Students are struggling to get by. Twas ever thus.
This morning I rang Access to cancel today’s home help session. To my surprise, a real person answered my call straight away. I had wondered whether to tell them we had Covid 19; in the event, I mentioned it as a reason for cancelling what they like to call my “cares”. The response, to my amazement, was along the lines of “whatever”. I wasn’t asked if I’d like to reschedule, if I was coping all right, how sick I was, whether I was on my own, or whether I needed any help with shopping or collecting meds – which I do, as it happens. It’s just as well I’m not dying, then.
It’s after 2 pm now, and today’s Covid 19 report from the Ministry of Health has still not been issued. It comes at 2:22 pm. There are officially 10,470 new community cases today, and there’ve been 16 deaths. There are 773 people in hospital, with 14 of them in Intensive Care. While I am assessing this, someone from Access rings me, to check on my Covid status, what kind of help I usually receive, to see how I’m feeling, and to assure me that I should be all right for T to come next Friday as scheduled, and to ring 111 in need. She also makes sure that I’m living with my husband, and I relate the chain of events (a son testing positive, then my husband testing positive) to establish that I haven’t been in contact with anyone over the past few days. She tells me that based on my symptoms, I should be clear come next Tuesday. So that’s all good. I do have a bit of tightness in my chest today, but nothing too serious. Once again, I’m glad we’ve had vaccinations and our first booster.
It seems that although I nearly died, and my life changed completely when I was ill with an SAH ten years ago, I’m “impaired but not handicapped”, and not immune-compromised. That’s good to know, then.
It’s reported that today’s 16 reported deaths took New Zealand’s death toll to 1776. Of the people whose deaths are reported today, three were from the Auckland region, one was from Waikato, one was from Bay of Plenty, one was from Lakes, one was from MidCentral, two were from Whanganui, five were from the Wellington region, one was from South Canterbury, and one was from Southern.

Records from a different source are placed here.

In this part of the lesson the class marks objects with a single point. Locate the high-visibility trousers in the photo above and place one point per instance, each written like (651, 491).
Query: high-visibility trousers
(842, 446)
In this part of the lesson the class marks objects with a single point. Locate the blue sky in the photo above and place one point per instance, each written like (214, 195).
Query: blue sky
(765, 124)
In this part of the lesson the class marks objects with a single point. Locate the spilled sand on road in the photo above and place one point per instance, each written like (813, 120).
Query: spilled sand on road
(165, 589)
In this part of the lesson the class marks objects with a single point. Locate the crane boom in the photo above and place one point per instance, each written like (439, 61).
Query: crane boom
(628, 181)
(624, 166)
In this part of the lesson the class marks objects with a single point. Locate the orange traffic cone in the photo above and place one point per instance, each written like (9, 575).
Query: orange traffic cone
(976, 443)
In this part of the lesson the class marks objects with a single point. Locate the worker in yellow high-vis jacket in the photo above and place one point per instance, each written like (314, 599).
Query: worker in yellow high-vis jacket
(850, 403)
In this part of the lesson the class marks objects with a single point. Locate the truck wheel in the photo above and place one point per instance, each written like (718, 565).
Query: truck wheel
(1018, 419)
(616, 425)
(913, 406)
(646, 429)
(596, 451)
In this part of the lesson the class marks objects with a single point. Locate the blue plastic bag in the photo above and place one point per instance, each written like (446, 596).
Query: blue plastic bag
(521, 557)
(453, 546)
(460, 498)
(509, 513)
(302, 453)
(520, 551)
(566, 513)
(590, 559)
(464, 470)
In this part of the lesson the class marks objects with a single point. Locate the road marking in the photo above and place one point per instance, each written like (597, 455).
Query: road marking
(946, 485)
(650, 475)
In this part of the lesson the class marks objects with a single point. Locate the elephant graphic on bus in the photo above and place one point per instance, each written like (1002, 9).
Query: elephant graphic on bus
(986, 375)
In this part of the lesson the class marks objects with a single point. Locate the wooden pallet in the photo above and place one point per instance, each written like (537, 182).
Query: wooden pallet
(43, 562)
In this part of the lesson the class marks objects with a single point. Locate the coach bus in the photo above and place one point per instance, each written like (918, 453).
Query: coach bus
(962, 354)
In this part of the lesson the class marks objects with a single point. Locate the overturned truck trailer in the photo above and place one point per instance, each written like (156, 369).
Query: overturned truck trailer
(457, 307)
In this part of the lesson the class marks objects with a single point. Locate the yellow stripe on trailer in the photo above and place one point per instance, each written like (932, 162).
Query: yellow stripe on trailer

One person was in their 60s, one was in their 70s, six were in their 80s and eight were aged over 90. Of these people, four were females and 12 were males.
The 773 people with Covid-19 cases in hospital are in Northland: 22; Waitematā: 141; Counties Manukau: 56; Auckland: 102; Waikato: 63; Bay of Plenty: 38; Lakes: 16; Hawke’s Bay: 24; MidCentral: 31; Whanganui: 18; Taranaki: 15; Tairāwhiti: 4; Wairarapa: 12; Hutt Valley: 29; Capital & Coast: 30; Nelson Marlborough: 13; Canterbury: 102; West Coast: 1; South Canterbury: 14; Southern: 42. We’re still in the grip of Covid 19 here.
I’m having big trouble with the computer today – everything’s extremely slow.
In Ukraine, the war grinds on, with more Ukrainian civilian casualties. The weapons supplied by the US are being used, and are effective, but it’s a long hard slog as nations that were dependent on Russian oil and gas try to figure out how they will keep warm next winter, and we all cope with inflation and rising prices – some of us more affected than others.
That’s it for now. Slava Ukraini! Ngā mihi.